栗田氏「実は1968年の発売当初は『食品』として販売していたんです。でも、当時の厚生省(現:厚生労働省)によって、本商品の有効成分の南天実が、『医薬品』に使用される効果の高い成分として分類され、本社のあった大阪府より『この商品を医薬品として申請してください』と要請を受けたのです。そんなわけで1985年以降、『南天のど飴』は「南天実」を主成分とした医薬品として、ドラッグストアや薬局で販売されています。」

公的機関から「医薬品にしてね」と依頼される……そんなこともあるのですね。のど飴の商品分類には、飴をなめることで唾液を出し、のどを潤す作用のみをもつ『食品』、殺菌作用のみ(抗ウィルス作用はない)の『医薬部外品』、そして厚生労働省から「せきへの効能効果がある」と認められた医薬品成分が含まれる『医薬品』があります。

実際に、私たちがのど飴を買おうと思うのは、既に「のどがちょっと痛いかな?」「ちょっといがらっぽい……」など、のどに違和感を感じた時。その時には、『食品』や『医薬部外品』ではもう遅いかもしれません。
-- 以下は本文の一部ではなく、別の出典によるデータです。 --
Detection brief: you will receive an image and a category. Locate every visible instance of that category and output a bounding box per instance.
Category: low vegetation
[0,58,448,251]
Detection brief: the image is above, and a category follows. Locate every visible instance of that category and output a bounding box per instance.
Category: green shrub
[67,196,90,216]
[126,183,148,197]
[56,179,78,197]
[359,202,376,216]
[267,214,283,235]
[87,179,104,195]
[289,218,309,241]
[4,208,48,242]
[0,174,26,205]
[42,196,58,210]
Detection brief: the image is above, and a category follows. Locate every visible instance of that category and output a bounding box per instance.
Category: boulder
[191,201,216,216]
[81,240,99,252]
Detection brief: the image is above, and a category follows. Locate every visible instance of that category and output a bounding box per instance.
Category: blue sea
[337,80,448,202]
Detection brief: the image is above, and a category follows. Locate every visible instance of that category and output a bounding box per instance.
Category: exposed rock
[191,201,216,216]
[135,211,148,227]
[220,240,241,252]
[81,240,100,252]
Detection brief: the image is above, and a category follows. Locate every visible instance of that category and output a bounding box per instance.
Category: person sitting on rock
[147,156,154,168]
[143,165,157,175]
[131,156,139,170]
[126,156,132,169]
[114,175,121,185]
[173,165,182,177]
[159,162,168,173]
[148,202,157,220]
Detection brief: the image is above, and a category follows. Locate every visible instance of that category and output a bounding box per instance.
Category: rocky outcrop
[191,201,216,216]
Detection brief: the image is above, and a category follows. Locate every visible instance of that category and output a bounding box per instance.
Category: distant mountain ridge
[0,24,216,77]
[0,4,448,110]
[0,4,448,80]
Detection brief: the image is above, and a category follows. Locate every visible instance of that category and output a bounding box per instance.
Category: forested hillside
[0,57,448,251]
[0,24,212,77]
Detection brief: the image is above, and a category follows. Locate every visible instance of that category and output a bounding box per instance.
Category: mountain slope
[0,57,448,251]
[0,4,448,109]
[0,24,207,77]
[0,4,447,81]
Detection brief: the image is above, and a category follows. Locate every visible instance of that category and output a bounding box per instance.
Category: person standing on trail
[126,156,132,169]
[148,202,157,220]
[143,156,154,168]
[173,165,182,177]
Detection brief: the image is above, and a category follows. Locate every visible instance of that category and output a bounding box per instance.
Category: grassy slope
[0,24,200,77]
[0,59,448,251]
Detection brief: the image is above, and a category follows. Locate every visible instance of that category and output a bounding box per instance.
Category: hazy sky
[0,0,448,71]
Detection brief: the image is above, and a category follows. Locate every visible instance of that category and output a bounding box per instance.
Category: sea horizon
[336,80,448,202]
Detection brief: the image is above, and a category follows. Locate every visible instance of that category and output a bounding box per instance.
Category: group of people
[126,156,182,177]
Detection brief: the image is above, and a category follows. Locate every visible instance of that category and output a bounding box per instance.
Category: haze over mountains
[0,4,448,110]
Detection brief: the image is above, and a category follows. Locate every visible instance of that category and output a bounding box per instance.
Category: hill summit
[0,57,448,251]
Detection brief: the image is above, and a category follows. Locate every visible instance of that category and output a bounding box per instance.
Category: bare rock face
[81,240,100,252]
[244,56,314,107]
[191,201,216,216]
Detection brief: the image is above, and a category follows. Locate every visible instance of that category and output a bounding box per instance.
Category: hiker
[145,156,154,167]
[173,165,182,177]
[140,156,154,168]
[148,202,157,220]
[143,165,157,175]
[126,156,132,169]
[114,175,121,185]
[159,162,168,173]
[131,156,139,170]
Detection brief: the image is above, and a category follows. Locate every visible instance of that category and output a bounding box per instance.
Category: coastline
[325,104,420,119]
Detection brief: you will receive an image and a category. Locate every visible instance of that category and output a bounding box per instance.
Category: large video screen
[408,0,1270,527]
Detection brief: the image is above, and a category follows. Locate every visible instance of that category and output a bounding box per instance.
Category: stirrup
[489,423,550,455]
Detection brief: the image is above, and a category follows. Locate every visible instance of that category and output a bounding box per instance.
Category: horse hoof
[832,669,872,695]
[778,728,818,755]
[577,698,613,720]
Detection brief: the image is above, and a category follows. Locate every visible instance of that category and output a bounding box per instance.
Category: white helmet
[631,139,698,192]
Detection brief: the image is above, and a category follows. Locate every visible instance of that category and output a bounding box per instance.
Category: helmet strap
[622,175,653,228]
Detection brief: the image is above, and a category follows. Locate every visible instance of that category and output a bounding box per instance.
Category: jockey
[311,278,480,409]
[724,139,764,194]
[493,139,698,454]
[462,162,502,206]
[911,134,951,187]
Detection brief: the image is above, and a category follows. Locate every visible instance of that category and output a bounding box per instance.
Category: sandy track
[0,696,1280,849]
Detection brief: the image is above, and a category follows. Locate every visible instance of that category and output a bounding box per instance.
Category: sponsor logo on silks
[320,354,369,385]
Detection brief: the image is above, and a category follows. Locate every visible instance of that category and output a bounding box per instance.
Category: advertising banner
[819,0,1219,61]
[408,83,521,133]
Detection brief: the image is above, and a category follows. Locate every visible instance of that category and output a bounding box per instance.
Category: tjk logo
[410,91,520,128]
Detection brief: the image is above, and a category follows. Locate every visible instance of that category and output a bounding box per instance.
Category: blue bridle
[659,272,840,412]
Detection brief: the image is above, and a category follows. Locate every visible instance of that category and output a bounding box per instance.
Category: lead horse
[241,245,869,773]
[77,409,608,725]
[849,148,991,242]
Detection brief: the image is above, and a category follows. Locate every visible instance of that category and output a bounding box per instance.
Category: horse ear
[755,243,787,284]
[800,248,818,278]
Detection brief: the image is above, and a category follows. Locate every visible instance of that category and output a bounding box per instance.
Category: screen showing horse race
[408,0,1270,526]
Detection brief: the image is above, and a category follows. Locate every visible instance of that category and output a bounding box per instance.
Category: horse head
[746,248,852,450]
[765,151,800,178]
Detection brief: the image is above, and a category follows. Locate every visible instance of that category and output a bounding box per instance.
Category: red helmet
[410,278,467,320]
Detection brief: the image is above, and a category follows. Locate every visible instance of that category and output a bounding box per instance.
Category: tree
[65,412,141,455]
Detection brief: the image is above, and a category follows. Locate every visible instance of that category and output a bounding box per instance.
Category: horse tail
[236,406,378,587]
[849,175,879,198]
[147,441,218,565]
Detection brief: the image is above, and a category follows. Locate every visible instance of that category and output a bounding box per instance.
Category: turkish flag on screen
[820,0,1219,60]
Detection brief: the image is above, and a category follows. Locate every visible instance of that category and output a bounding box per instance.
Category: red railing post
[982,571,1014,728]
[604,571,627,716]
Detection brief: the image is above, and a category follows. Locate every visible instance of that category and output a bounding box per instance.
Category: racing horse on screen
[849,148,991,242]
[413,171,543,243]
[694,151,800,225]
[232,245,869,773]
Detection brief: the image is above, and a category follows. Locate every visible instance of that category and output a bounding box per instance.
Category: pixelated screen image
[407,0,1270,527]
具体的な効能がある『医薬品』の、のど飴が最適といえそうです。

生薬『南天実』だからこそ生まれる、「効果」と「安心」の両輪

――すぐに効くせき止め薬もありますが、強い化学成分が入っているのではないかと、お子さんに服用させる時などはちょっと戸惑いますね。

栗田氏「実は、『南天のど飴』には化学製剤は含まれていないんです。商品名に南天という生薬名を入れるには、『南天実』単一成分だけでできている必要があり、この名前こそが、「南天実の生薬だけしか使っていませんよ」「他に強い成分は入っていません」ということを示しているのです。」

なるほど、生薬『南天実』のみで作られたからこそ、その冠をかぶれるというわけですね。しかも既に述べた効果を持ちながらも、生薬の効き目はあくまで人に優しいもの。混じりけのない一本勝負で、子どもにも優しい「安全」と「信頼」を培ったのが、ロングヒットの要因でしょう。